Component/Stimulus-Dependent Multi-Exciton Emission in Zr(IV)-Based Organic Metal Halides Triggered by Supramolecular Assembly and Antimony Doping

Abstract

Recently, Sb³⁺-activated 0D Zr(IV)-based metal halides have gained enormous attention for their unique optical properties. However, realizing efficient white emission and multiple reversible emissions in a single system remains a great challenge.

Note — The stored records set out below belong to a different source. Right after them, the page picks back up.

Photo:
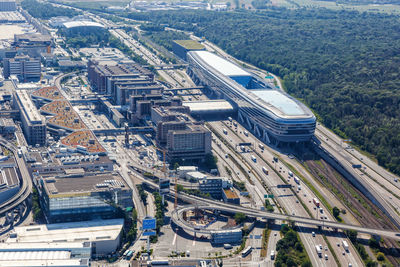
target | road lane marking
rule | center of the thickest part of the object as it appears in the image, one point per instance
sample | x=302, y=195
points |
x=173, y=241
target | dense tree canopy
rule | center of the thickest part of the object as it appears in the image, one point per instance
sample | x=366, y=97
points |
x=46, y=11
x=344, y=65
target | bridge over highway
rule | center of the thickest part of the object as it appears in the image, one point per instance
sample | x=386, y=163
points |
x=133, y=130
x=26, y=181
x=217, y=205
x=177, y=89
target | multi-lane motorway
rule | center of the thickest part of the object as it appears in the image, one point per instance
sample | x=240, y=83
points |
x=289, y=199
x=26, y=182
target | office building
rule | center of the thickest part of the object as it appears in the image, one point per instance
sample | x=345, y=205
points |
x=33, y=124
x=64, y=159
x=192, y=143
x=97, y=238
x=61, y=254
x=33, y=43
x=121, y=80
x=229, y=196
x=182, y=170
x=24, y=67
x=212, y=186
x=80, y=196
x=7, y=5
x=272, y=115
x=7, y=126
x=227, y=237
x=9, y=178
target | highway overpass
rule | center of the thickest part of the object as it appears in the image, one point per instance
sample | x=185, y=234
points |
x=26, y=181
x=218, y=205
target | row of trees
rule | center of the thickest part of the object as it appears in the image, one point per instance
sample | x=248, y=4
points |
x=45, y=11
x=343, y=64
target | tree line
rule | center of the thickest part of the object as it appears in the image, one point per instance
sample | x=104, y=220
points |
x=344, y=65
x=45, y=11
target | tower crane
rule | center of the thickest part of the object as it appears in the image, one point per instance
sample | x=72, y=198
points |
x=164, y=151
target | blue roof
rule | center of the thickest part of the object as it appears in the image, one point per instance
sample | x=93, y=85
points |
x=281, y=101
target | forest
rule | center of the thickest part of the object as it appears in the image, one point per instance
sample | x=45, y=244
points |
x=344, y=65
x=46, y=11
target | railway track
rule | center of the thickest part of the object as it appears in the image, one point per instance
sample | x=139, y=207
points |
x=364, y=216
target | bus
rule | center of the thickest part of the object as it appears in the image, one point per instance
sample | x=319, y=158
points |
x=129, y=255
x=247, y=251
x=272, y=254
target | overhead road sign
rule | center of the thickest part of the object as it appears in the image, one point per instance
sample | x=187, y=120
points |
x=149, y=233
x=149, y=223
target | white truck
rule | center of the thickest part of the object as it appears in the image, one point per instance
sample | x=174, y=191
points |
x=318, y=249
x=345, y=245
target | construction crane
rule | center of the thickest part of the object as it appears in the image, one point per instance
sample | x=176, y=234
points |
x=164, y=151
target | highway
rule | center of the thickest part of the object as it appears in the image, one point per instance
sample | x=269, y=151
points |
x=386, y=189
x=218, y=205
x=289, y=199
x=377, y=194
x=26, y=181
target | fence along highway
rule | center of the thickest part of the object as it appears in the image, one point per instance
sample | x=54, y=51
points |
x=217, y=205
x=26, y=187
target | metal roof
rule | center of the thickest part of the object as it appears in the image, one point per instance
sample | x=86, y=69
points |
x=220, y=64
x=210, y=106
x=280, y=101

Parallelly, the currently reported Sb³⁺-activated Zr(IV)-based organic metal halides are mainly through aimless regulation of the type of A-site organic cations, severely limiting their development. Herein, all-inorganic Cs₂ZrCl₆:Sb³⁺ is employed as the conformational model, three different compounds of Sb³⁺-doped [18-crown-6@A]₂ZrCl₆ (A = K, Rb, Cs) are developed via supramolecular assembly. All compounds show efficient tunable white emission with luminous efficiency of 91.28% for [18-crown-6@K]₂ZrCl₆:Sb³⁺, 84.84% for [18-crown-6@Rb]₂ZrCl₆:Sb³⁺, and 78.63% for [18-crown-6@Cs]₂ZrCl₆:Sb³⁺, which shall stem from Sb³⁺-induced multi-exciton emission in [SbCl₆]³⁻ octahedron. Particularly, the strong supramolecular interaction can enhance the structural rigidity and suppress nonradiative transitions, which is the dominated reason for [18-crown-6@A]₂ZrCl₆:Sb³⁺ exhibits efficient emission. The component/excitation/temperature/moisture-dependent multiple reversible PL switching characteristics are observed in Sb³⁺-doped [18-crown-6@A]₂ZrCl₆, which allows to demonstrate their applications in advanced optical anti-counterfeiting and information encryption. Moreover, a single-component white light-emitting diode is also fabricated, which shows a high color rendering index of 96.1. Therefore, the work provides a feasible scheme for designing organic Zr(IV) halides with fascinating optical properties.